Ireland may be the first troubled eurozone country to go back to borrow money in the financial markets as it exits the bailout phase which started when it had to be rescued by the European Commission, the ECB and the IMF in 2010. To get here it had to suffer the humiliation of being transformed from a model of excellent economic management to a much less flattering example of gross business and political mismanagement.

I remember the days at the turn of the millennium when the Celtic Tiger model was used as a case study of how a modern economy should be managed. Dublin was the Mecca for strategists from small countries, including Malta, that were aiming to join the EU. The way that Ireland was managed in the last two decades has now become a template of how not to manage an economy.

My favourite book this summer was The Fall of the Celtic Tiger by the Irish economists Donal Donovan and Antoin Murphy. This book is written in a style that makes it easy for most people, including those who are not familiar with the world of finance, to understand how the Celtic Tiger was killed by gross mismanagement at the political and business level.

The book starts with a clear explanation of how the Celtic Tiger was born in the 1990s: “By the year 2000, Ireland witnessed an enviable golden macroeconomic scorecard: continued high growth, low unemployment a budgetary surplus and a low and falling debt to GDP ratio.”

The two factors that influenced this admirable performance were the high-tech revolution centred in Silicon Valley in California, and the growing Europeanisation of the Irish economy. Ireland attracted high-tech direct foreign investment mainly from the US, thanks to the attractive fiscal incentives that it offered and the high quality of the Irish educational system. Ireland literally moved from the agricultural “donkey-and-cart economy to a post-modern high-tech economy without experiencing the intervening phase of industrialisation”.

The sudden prosperity experienced in the 1990s quickly created the right environment for an asset bubble. History shows how the extent to which bubbles can develop and, when they burst, cause in many cases the collapse of financial systems and massive macroeconomic disorder. Donovan and Murphy have no doubt as to who was responsible for the fall of the Celtic Tiger: the banks; the regulators; and the Irish government who helped to blow the property market bubble.

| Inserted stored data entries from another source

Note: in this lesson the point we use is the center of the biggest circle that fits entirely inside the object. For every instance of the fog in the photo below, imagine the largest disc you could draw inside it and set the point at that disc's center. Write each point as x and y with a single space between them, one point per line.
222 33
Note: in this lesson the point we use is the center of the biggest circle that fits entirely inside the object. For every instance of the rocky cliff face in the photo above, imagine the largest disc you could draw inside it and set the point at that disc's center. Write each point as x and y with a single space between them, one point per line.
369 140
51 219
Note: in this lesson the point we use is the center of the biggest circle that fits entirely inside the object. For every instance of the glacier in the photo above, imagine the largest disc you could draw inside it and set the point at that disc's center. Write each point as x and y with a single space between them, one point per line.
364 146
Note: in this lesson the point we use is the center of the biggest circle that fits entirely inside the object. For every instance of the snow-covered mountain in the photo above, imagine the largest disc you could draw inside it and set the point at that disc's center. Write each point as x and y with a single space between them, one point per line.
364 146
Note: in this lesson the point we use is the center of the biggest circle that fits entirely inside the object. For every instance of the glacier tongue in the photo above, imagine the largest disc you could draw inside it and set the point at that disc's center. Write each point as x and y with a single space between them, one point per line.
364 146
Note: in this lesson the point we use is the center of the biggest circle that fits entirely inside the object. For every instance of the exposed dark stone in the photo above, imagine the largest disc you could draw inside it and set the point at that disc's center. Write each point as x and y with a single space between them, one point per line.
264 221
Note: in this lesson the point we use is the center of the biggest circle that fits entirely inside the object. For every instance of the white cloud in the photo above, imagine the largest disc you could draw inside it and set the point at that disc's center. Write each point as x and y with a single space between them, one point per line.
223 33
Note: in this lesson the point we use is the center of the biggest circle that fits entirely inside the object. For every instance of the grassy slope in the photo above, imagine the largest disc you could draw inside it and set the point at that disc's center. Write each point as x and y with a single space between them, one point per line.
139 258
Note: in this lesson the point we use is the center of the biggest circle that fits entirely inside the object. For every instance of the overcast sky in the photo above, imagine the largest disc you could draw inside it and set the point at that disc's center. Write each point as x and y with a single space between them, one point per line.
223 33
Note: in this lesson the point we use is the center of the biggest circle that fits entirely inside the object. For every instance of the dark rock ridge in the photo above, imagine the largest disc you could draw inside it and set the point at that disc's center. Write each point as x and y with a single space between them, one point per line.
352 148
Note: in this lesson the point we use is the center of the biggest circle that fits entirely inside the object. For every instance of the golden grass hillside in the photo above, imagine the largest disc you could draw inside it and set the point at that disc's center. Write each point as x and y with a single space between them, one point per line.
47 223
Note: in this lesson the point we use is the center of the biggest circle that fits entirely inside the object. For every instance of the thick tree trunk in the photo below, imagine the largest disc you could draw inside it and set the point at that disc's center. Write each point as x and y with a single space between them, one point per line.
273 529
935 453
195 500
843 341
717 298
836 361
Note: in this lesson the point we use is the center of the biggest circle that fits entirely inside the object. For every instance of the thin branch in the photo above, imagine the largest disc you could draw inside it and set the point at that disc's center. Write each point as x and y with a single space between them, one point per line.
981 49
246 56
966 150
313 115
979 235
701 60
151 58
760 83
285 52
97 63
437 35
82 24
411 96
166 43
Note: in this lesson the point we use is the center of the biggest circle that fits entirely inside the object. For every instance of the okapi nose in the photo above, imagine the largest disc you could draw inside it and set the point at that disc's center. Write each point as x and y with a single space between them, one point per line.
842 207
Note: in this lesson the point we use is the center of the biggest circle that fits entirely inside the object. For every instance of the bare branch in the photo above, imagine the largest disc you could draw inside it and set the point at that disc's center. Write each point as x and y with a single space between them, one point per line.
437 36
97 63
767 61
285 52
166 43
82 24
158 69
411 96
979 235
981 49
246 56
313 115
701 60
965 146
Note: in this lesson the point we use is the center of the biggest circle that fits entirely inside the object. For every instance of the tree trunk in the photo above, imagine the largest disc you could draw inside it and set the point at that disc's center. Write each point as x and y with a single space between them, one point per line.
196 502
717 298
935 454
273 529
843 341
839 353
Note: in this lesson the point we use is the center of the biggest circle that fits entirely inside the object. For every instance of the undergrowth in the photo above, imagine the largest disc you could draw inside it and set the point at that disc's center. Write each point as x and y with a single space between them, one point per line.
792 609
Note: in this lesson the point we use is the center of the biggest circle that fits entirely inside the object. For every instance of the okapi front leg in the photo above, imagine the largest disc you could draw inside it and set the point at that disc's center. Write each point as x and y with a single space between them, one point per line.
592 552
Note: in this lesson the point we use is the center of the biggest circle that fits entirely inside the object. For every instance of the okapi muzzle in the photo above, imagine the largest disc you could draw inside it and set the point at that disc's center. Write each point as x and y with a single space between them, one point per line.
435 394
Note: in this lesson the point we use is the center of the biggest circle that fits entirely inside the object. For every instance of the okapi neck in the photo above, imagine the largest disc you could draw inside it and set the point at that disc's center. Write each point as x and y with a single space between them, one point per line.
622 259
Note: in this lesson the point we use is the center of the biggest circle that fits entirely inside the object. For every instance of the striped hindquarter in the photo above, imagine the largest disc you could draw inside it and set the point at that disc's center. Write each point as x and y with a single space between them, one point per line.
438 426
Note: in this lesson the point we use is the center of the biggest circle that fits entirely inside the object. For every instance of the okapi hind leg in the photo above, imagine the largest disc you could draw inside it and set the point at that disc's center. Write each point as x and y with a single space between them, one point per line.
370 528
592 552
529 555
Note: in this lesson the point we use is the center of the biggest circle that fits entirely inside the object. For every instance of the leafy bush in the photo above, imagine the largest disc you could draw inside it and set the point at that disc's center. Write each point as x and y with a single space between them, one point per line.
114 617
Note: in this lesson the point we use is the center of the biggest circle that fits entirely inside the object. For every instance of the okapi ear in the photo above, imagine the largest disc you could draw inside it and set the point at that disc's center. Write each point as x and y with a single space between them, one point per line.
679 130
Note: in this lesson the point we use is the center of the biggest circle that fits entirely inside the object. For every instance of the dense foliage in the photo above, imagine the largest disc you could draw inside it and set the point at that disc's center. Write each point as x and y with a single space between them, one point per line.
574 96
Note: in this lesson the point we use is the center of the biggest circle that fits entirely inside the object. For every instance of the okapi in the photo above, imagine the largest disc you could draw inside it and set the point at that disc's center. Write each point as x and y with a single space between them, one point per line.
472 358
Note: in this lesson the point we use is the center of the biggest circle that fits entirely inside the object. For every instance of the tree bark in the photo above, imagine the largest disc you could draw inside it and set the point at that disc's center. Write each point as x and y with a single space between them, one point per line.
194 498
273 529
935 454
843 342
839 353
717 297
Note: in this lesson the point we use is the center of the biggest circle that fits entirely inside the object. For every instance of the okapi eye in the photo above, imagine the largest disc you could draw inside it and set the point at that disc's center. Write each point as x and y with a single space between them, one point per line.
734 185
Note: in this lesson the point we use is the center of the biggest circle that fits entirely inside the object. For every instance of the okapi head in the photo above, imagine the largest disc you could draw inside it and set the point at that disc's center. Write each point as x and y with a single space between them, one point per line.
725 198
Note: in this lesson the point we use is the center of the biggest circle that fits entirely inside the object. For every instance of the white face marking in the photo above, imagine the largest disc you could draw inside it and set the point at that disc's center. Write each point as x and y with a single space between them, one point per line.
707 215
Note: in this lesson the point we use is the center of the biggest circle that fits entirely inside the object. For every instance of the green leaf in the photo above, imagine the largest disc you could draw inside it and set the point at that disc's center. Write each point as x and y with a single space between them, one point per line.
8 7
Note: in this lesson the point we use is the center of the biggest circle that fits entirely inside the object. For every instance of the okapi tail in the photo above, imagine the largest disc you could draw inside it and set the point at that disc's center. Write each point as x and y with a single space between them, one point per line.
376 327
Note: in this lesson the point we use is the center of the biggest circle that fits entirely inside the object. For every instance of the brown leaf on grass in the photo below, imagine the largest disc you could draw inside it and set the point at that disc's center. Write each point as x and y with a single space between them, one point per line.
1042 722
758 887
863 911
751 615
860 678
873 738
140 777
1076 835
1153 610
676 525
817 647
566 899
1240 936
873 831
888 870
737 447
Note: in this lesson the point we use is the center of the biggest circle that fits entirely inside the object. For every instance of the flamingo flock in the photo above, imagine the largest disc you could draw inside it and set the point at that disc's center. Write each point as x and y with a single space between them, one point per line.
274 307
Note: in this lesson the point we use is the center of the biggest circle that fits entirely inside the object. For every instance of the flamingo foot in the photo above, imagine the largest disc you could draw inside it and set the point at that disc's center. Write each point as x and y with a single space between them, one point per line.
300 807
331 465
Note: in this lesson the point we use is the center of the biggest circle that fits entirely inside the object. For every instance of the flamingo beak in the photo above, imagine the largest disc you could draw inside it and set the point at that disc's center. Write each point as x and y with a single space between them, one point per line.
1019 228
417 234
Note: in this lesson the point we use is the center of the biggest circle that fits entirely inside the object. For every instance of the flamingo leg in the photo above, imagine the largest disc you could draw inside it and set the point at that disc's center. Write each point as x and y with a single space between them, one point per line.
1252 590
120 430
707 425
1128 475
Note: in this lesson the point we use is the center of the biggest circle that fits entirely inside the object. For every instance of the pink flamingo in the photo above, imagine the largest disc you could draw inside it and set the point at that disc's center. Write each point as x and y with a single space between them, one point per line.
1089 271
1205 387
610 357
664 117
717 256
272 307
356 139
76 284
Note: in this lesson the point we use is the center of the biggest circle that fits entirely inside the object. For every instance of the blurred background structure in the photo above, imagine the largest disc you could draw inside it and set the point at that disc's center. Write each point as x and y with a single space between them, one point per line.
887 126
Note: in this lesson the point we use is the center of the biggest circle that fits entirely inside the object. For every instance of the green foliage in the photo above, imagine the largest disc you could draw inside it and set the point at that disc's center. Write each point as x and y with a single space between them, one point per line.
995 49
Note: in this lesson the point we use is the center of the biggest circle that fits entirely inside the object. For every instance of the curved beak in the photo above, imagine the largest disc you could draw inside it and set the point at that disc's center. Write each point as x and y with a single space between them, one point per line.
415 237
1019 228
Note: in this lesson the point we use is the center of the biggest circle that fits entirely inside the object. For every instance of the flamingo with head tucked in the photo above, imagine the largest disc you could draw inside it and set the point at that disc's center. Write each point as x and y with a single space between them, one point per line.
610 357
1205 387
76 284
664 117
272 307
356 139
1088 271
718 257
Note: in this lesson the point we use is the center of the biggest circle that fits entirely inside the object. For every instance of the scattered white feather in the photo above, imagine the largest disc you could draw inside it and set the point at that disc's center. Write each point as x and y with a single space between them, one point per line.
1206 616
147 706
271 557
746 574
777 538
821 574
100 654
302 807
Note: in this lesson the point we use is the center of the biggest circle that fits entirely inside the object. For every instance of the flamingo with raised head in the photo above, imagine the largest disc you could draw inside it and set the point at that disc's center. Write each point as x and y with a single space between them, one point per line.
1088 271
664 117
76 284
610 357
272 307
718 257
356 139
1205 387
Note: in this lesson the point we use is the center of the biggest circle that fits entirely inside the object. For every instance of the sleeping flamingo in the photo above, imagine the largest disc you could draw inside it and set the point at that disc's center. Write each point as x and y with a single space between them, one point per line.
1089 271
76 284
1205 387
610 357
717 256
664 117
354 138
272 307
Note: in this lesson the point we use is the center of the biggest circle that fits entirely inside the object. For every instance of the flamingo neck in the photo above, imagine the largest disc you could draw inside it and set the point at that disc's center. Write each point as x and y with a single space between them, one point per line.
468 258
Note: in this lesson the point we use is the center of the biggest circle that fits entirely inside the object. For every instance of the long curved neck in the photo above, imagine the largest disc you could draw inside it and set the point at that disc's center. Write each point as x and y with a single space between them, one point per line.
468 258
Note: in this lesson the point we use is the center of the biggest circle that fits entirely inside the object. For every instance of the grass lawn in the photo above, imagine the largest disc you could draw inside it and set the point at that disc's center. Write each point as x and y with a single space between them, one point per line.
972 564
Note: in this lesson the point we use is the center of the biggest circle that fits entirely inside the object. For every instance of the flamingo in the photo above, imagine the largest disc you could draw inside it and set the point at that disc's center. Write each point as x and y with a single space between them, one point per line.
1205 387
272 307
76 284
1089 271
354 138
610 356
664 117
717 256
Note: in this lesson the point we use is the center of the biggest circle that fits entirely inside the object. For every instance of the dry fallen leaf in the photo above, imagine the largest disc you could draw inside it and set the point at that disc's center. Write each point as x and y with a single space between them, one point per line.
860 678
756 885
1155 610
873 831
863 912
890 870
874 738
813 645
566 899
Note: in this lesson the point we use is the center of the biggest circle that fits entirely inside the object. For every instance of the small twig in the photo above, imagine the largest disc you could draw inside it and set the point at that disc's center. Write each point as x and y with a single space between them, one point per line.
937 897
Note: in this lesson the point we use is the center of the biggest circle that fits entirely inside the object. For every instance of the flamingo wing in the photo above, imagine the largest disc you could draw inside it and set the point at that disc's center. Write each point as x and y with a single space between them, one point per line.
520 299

Irish regulators were completely inept at understanding and reacting to the dangerous practices that banks were adopting to boost their profits

The Irish property market went through two phases before it collapsed in 2008. Between 2002 and 2008, the market saw the first downturn when the dot-com phenomenon collapsed, and the 9/11 incident shocked the global economy at a time when confidence was already collapsing. The Irish government attempted to revive the faltering property market by granting fiscal incentives to developers. Irish banks massively increased their lending to the property sector following the model of the Anglo-Irish Bank that was generally considered as a best practice bank at the time.

Donovan and Murphy give us a very good explanation of what distinguishes good from bad bank lending. To do this they quote Hyman Minsky, the Keynesian professor of economics at Washington University, St Louis. Minsky categorised three types of bank financing regimes: (i) hedge; (ii) speculative and (iii) Ponzi. Hedge financing happens when the borrower’s cash flow is sufficient to cover interest and capital repayments.

But in a period of “excessive exuberance” banks often move to a more risky lending regime: under a speculative regime, “borrowers only cover their interest payments and there is a general expectation that asset prices are likely to rise – but not interest rates – so that borrowers will be able to rollover their debt without difficulty”.

When speculative lending creates an apparent increase in prosperity banks are often tempted to introduce a third lending regime: Ponzi financing. This is the riskiest form of lending. When banks lend because asset prices are rising, even though the borrowers’ cash flow is insufficient to cover either interest or capital repayments, it is only a question of time before the bubble bursts and pushes the economy in a highly unstable direction.

The Fall of the Celtic Tiger goes to some length to describe how the Irish regulators were completely inept at understanding and reacting to the dangerous practices that banks were adopting to boost their profits.

A mixture of incompetence and complacency on the part of regulators, government ministers and bank leaders accelerated the inevitable downfall that killed the Celtic tiger.